このコミック、年一回しか発売されないから今まで良く買い逃ししていましたが、今回は無事ゲットしました。
もうこの話、障害や重度の病気に侵された人の心がリアルに表現されてて読むの結構辛いのです。
それでも気になって見てしまう、なんとも言えない魔力があります。

SLAM DUNK 」と違って、巻数少ないのも魅力(笑)

事故・病気。いろんなケースはあるけど、歩けなくなったり体全体が動かなくなったりいろいろな立場の障害が出てくるお話し。
その中の一人で、交通事故にあうまでは学校の成績も良くて、部活(バスケ)も上手く行っていた高校生のエピソードで、身につまされるものがありました。
母子家庭で、母親が一生懸命労働してお金を作り、また学校にも車椅子で息子が復学できるように働きかけるシーンがあります。

「あの子のためにがんばらないとね。
 そう考えると苦じゃなくなるから不思議よね。
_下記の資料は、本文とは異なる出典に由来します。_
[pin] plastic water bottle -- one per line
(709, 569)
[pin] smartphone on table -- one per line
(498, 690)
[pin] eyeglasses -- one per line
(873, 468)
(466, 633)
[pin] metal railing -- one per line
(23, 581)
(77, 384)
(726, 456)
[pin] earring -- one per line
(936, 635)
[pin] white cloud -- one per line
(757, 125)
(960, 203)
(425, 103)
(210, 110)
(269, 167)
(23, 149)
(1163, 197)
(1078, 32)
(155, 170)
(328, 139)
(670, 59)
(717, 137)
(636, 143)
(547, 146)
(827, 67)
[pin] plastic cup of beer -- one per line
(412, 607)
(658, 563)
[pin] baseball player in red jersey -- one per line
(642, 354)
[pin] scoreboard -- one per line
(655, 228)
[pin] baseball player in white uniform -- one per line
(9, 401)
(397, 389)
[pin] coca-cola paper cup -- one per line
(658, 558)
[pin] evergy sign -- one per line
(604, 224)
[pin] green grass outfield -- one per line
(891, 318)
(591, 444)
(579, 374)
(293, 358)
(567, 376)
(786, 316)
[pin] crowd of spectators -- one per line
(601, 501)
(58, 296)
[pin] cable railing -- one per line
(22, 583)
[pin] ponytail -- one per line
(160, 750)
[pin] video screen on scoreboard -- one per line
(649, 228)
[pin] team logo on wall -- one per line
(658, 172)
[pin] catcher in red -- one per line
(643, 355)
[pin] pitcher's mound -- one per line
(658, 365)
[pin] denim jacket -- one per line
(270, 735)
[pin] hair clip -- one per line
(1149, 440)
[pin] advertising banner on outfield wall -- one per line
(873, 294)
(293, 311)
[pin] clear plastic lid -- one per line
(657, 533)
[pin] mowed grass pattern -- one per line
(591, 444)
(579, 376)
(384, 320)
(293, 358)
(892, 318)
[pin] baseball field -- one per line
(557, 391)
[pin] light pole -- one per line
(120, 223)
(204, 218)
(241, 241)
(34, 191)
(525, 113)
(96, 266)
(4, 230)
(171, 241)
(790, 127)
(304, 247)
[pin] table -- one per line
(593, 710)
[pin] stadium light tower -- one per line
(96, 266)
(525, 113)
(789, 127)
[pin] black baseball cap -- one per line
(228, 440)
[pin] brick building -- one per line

」

一見ステキなお母さんですが、要は学力優秀な息子が高校中退なんて耐えられない。
前向きに障害を受け入れてリハビリに励む、そんな理想的な展開でないと自分が恥をかく。

という気持ちがこの後に爆発します。

私は責められないな、この母親の事を。
自分の中にもこのエピソードの「母親」のような部分が決して無いとは言い切れないから。
それと、このエピソードの「息子」の部分も。
そして、時々自分の心の中のこの「母親」と「息子」の両方の部分に苦しめられることがあります。

他にも名シーンはバンバン出てきますが、


「歩けなくなった人間の気持ちがわかんのかよてめーに!!」
わかんねーよ、俺歩けるもん


この漫画のこんなあけすけな応酬が、私は結構気に入っています。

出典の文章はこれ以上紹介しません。